Common Mistakes with Contract Testing
Over-Specifying Responses
Don’t lock down every field if you don’t need it.
Only define what your app actually uses.
Only Testing Happy Paths
Include error contracts:
- 404 responses
- validation errors
- unauthorized responses
Not Versioning Contracts
Treat contracts like code. Version them.
Not Enforcing Contracts in CI
If no pipeline enforces them, contract testing is just documentation.
When Contract Testing Is Worth It (and When It’s Overkill)
Contract testing is worth it when:
- multiple teams own different services
- APIs evolve frequently
- breaking changes are expensive
It’s probably overkill when:
- the integration is trivial
- you don’t control the provider
- the API is stable and rarely changes
Contract testing is a scalpel, not a hammer. Use it where API stability matters.
How Contract Testing Fits into Your Laravel Testing Strategy
This is how I think about testing layers in real projects:
- Unit tests – business logic
- Feature tests – HTTP flows
- Mocks – isolate slow or unstable services
- Contract tests – protect integrations from breaking changes
Mocks keep your tests fast.
Contract tests keep your integrations honest.
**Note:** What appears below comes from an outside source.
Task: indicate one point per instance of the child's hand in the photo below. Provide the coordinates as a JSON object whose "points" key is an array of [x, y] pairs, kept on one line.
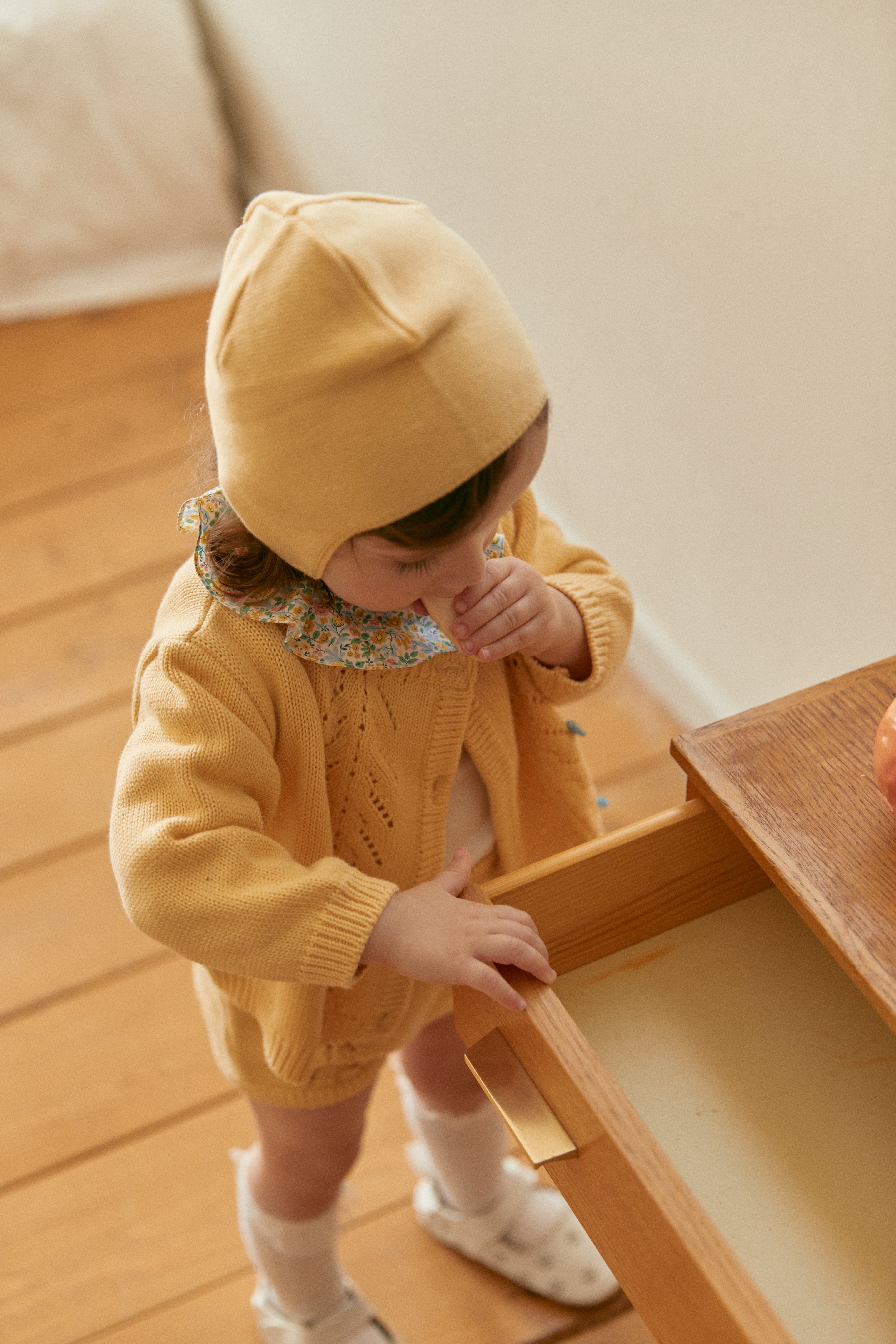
{"points": [[514, 611], [426, 933]]}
They solve different problems and work best together.
Final Thoughts
Mocking external APIs is necessary — but it’s not sufficient.
If your application depends on external services and you’ve ever been surprised by a breaking API change in production, contract testing is the missing safety net.
You don’t need to contract-test everything. Start with one critical integration. Add one contract. Let your CI enforce it. The first time a breaking change is caught before deployment, contract testing pays for itself.